Message ID | 201810281058.AA04073@tamuki.linet.gr.jp |
---|---|
State | New |
Headers | show |
Series | [v2] Improve the width of alternate representation for year in strftime [BZ #23758] | expand |
TAMUKI Shoichi wrote: > Since only one Japanese era name is used by each emperor's reign, it > is rare that the year ends in one digit or lasts more than three > digits. Rare recently, but over the long term about 75% of Japanese imperial years have been single-digit years: since 701 AD there have been 989 single-digit years but only 329 two-digit years. (This calculation is approximate, but it's close enough; see attached shell script for how I did the calculation.) Although Japan is more stable now than it was centuries ago, the long reigns since 1868 are a historical aberration and it should not be surprising if the fraction of single-digit years reverts closer to historical levels in the not-too-distant future.
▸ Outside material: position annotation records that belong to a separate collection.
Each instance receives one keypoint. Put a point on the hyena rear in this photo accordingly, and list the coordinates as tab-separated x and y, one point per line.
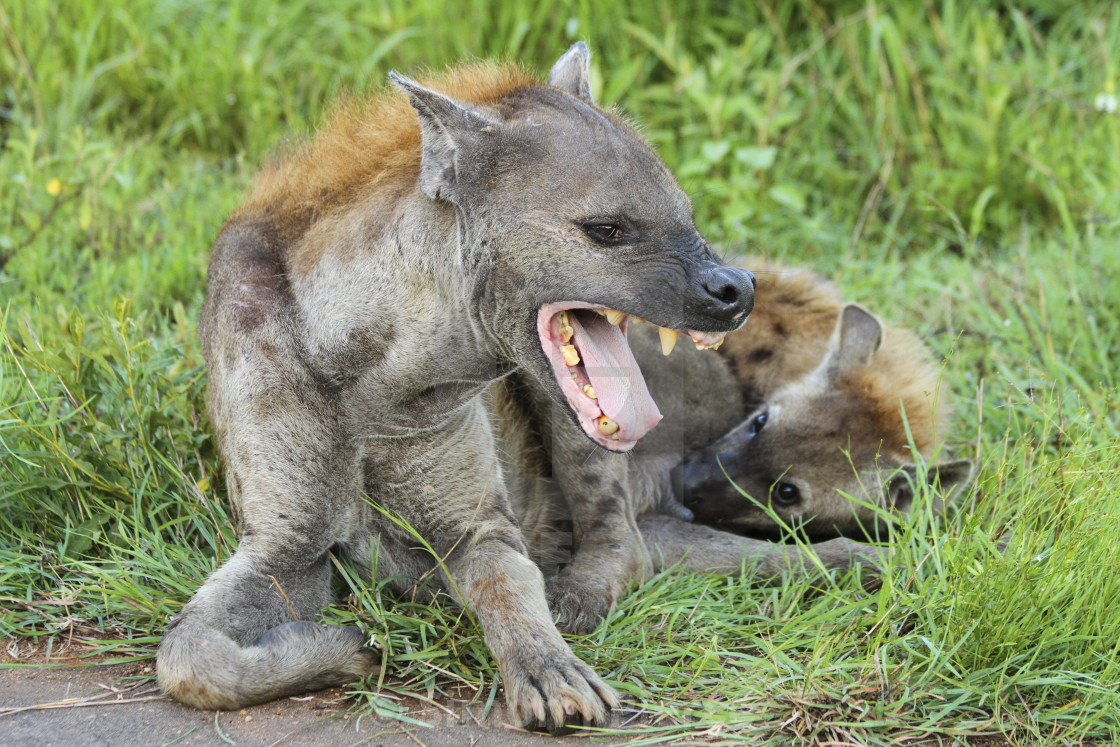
360	306
837	404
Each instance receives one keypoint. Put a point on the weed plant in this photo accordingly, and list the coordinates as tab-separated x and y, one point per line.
952	165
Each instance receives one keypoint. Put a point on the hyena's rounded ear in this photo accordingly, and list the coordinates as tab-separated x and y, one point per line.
858	336
572	73
945	481
447	129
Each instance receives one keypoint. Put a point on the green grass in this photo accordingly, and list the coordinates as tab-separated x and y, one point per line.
943	160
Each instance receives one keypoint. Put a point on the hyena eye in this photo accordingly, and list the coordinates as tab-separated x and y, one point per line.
604	231
786	494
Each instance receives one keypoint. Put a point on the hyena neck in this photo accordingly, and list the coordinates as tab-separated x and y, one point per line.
389	287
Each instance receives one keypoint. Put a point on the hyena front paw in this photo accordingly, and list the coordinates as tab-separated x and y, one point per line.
330	654
549	687
579	601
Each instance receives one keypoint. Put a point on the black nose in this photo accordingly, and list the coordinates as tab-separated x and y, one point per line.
729	291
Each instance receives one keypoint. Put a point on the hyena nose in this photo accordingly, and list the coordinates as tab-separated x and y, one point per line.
729	292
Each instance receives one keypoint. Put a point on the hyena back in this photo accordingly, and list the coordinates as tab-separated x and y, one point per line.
837	404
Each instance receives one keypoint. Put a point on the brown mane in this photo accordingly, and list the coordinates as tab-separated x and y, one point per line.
363	143
902	375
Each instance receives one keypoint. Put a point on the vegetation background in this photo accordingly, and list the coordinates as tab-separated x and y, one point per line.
955	166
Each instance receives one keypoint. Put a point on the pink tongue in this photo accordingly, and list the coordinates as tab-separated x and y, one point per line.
613	371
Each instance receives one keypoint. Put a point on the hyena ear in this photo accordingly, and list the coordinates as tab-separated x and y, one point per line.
948	478
447	127
859	335
572	73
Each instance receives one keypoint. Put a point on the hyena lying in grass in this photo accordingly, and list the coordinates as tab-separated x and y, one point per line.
834	400
362	304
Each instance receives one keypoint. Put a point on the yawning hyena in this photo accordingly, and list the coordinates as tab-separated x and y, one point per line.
360	306
837	404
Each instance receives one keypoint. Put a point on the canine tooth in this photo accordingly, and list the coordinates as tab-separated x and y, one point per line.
668	339
607	427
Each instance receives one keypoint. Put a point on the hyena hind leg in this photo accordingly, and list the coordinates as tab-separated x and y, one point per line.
245	638
698	548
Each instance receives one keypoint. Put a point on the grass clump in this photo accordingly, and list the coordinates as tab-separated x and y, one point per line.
950	164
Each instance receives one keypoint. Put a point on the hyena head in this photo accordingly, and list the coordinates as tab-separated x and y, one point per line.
820	451
569	224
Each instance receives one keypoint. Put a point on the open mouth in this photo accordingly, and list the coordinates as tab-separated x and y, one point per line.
586	345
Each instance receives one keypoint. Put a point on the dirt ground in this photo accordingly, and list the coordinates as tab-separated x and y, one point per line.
67	703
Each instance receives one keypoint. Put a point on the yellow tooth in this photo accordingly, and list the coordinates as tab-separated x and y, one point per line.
607	427
668	339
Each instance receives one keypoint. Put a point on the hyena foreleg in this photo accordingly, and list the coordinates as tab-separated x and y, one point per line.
246	637
249	634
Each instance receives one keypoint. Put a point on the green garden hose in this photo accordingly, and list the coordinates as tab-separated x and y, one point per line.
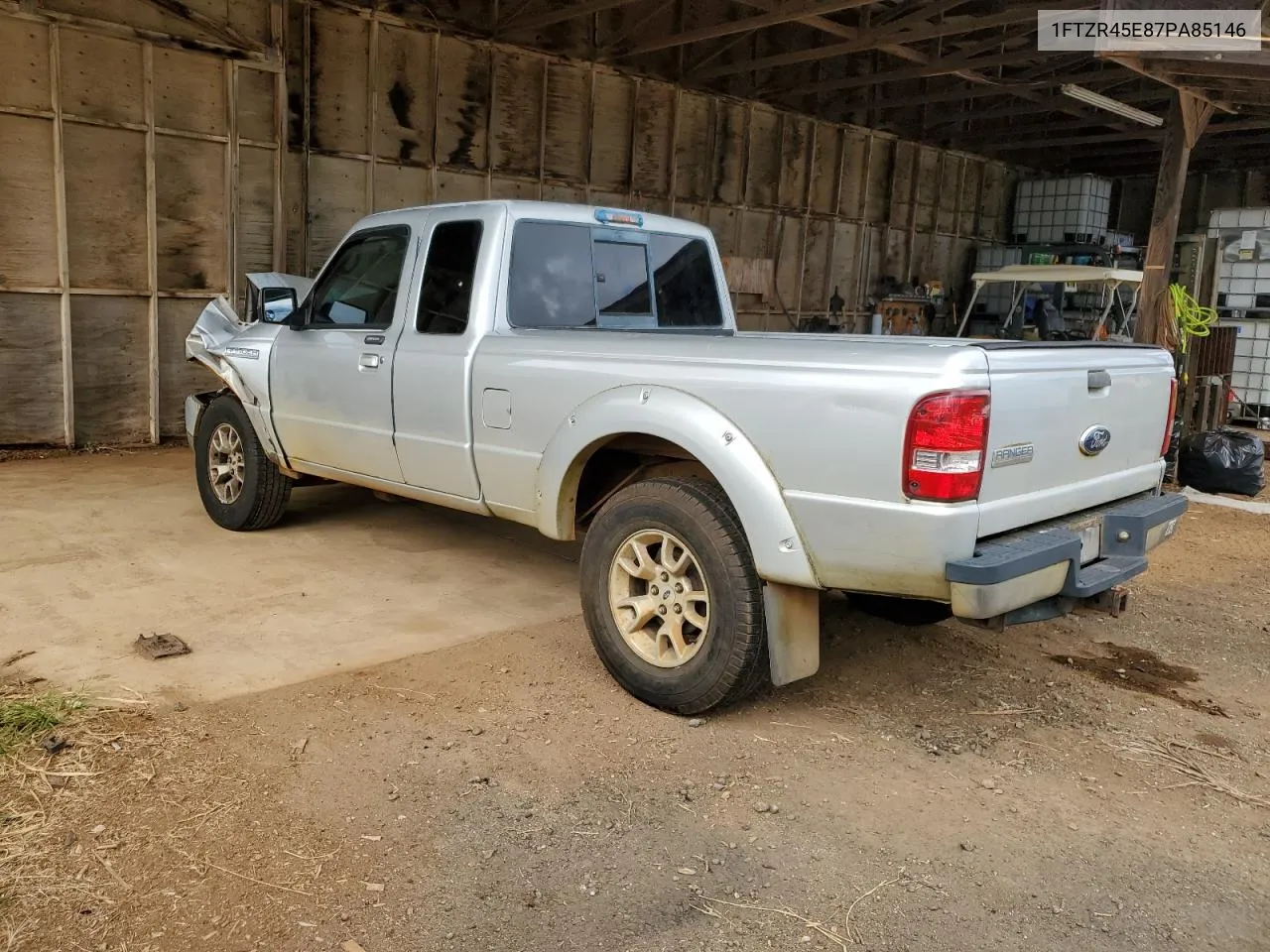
1191	317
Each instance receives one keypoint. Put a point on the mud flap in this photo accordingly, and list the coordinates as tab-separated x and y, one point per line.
793	631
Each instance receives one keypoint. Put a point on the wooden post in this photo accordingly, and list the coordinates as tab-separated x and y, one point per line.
1188	116
64	281
148	61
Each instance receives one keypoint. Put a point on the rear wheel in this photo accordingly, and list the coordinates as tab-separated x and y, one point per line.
910	612
240	486
671	595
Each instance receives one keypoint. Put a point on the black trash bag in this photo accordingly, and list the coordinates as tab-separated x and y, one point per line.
1222	461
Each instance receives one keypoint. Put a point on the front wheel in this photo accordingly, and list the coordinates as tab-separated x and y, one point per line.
671	597
240	486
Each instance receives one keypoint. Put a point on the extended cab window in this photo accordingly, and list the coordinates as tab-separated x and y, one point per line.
445	298
621	278
688	295
359	287
552	284
575	276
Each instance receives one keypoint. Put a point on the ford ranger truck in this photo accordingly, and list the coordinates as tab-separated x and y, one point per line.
579	371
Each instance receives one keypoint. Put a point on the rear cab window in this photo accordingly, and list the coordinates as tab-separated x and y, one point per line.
570	275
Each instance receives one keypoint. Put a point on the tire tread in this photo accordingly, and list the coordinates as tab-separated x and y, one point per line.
706	503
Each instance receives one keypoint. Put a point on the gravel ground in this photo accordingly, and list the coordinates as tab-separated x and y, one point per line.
1089	783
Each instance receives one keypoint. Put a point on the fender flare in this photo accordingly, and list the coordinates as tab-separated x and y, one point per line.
715	440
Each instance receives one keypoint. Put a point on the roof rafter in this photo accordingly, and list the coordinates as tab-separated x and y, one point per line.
548	18
966	59
789	13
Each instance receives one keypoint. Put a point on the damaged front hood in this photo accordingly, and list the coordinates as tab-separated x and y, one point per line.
232	349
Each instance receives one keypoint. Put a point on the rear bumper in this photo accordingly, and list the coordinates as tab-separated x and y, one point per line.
1037	572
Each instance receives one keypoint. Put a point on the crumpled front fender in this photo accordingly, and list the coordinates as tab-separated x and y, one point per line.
239	354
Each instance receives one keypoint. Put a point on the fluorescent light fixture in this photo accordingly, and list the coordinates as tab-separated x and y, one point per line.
1112	105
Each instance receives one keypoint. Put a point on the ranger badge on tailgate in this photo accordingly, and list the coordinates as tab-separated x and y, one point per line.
1012	454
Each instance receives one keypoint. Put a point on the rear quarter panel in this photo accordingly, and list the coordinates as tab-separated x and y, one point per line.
826	416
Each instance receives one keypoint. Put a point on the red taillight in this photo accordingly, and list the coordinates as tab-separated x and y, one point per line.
945	444
1169	419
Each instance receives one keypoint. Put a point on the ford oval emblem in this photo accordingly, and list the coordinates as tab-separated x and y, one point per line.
1095	439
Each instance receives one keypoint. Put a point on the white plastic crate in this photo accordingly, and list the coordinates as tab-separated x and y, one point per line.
1237	218
1051	209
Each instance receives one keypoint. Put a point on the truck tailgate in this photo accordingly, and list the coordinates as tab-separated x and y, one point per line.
1051	399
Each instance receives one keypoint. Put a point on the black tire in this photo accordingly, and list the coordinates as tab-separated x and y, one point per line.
264	493
910	612
731	661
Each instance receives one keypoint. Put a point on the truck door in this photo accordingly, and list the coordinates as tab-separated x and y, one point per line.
432	377
331	380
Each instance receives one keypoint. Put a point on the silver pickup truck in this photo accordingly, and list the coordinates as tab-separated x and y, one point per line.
578	370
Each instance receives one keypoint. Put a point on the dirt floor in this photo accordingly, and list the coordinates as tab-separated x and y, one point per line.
1089	783
100	547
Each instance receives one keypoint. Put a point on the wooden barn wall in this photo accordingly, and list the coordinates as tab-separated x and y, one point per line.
385	113
151	160
1206	193
140	179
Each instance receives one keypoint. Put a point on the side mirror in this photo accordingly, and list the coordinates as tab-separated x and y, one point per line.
277	304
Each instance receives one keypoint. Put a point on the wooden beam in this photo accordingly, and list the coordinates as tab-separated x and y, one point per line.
222	32
842	31
938	67
636	28
1058	104
1170	185
1007	85
1160	75
561	14
875	39
64	281
126	32
148	99
790	13
1196	114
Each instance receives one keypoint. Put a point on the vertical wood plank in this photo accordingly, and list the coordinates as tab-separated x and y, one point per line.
231	184
630	145
64	281
434	160
858	264
148	71
543	119
807	216
372	102
307	131
675	134
278	24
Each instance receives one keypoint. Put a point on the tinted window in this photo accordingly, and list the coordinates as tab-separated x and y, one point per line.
359	286
621	278
445	296
552	282
684	276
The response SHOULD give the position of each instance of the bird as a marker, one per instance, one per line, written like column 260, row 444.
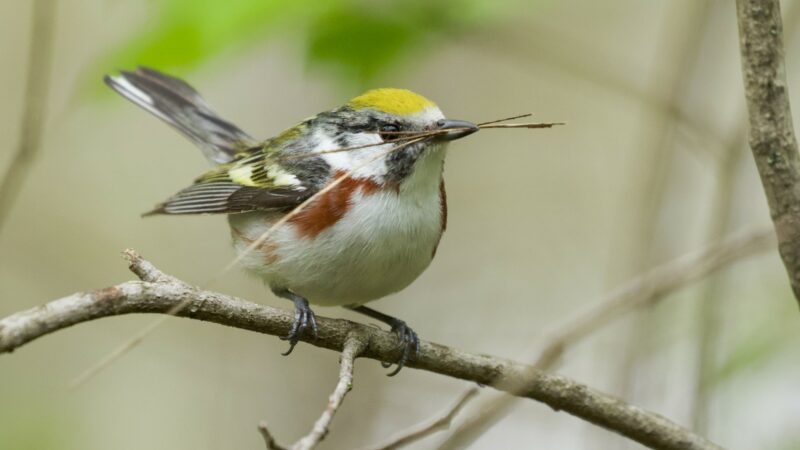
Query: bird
column 370, row 173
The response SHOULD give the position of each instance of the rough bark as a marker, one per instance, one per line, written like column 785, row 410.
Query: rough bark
column 772, row 138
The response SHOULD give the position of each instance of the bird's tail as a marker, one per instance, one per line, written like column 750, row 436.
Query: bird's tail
column 177, row 103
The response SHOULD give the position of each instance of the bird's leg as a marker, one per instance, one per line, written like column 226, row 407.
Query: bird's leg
column 303, row 318
column 407, row 338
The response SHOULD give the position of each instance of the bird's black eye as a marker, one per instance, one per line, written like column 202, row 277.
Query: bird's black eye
column 389, row 131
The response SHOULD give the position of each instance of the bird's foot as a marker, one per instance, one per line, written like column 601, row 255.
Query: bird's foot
column 409, row 341
column 304, row 319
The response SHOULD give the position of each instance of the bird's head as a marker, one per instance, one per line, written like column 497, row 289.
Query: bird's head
column 380, row 116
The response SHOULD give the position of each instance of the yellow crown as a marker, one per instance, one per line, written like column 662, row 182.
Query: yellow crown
column 392, row 101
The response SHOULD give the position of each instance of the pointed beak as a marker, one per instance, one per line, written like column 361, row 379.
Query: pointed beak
column 460, row 129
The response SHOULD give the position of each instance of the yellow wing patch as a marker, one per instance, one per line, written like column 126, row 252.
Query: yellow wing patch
column 392, row 101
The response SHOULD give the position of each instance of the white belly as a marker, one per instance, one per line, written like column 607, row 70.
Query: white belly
column 382, row 244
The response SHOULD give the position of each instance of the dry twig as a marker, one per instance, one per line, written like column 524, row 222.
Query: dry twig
column 39, row 61
column 558, row 392
column 772, row 138
column 639, row 292
column 429, row 427
column 354, row 344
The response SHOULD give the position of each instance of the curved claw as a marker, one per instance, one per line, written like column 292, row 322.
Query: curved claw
column 409, row 341
column 303, row 319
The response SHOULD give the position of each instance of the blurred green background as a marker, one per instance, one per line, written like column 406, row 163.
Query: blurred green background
column 650, row 166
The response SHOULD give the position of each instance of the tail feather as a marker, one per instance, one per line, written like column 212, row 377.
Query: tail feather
column 178, row 104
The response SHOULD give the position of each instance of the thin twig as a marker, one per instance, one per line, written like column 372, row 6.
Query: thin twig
column 505, row 119
column 652, row 286
column 33, row 117
column 558, row 392
column 353, row 346
column 269, row 440
column 429, row 427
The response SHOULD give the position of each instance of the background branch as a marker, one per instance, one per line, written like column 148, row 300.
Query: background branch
column 558, row 392
column 38, row 81
column 644, row 290
column 772, row 138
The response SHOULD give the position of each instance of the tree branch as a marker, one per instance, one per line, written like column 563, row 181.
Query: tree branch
column 650, row 287
column 772, row 138
column 427, row 428
column 36, row 87
column 353, row 346
column 558, row 392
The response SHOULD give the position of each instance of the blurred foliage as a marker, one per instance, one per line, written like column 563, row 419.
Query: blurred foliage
column 768, row 335
column 355, row 40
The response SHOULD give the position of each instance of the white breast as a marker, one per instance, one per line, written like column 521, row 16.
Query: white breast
column 383, row 243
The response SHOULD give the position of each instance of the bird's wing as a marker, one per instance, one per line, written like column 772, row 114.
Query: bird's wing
column 254, row 181
column 177, row 103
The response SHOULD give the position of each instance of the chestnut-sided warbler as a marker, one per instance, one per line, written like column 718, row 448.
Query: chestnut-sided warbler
column 370, row 235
Although I'm no expert in Japanese, as I understand it the most common style for formatting imperial dates in plain text uses no spaces anywhere, e.g., "平成2年3 月4日" for Heisei 2 March 4. It's far less common to see spaces to make things line up, presumably for tables. Since glibc is already defaulting to space padding for month and day-of-month, it makes sense for glibc to also default to space padding for imperial year. However, this change should be announced more clearly. The ChangeLog entry should say what's going on at a high level, and give an example call to strftime with the before-and-after output, along with how to generate imperial dates with no spaces; and (more important) the glibc documentation should for strftime should contain similar examples.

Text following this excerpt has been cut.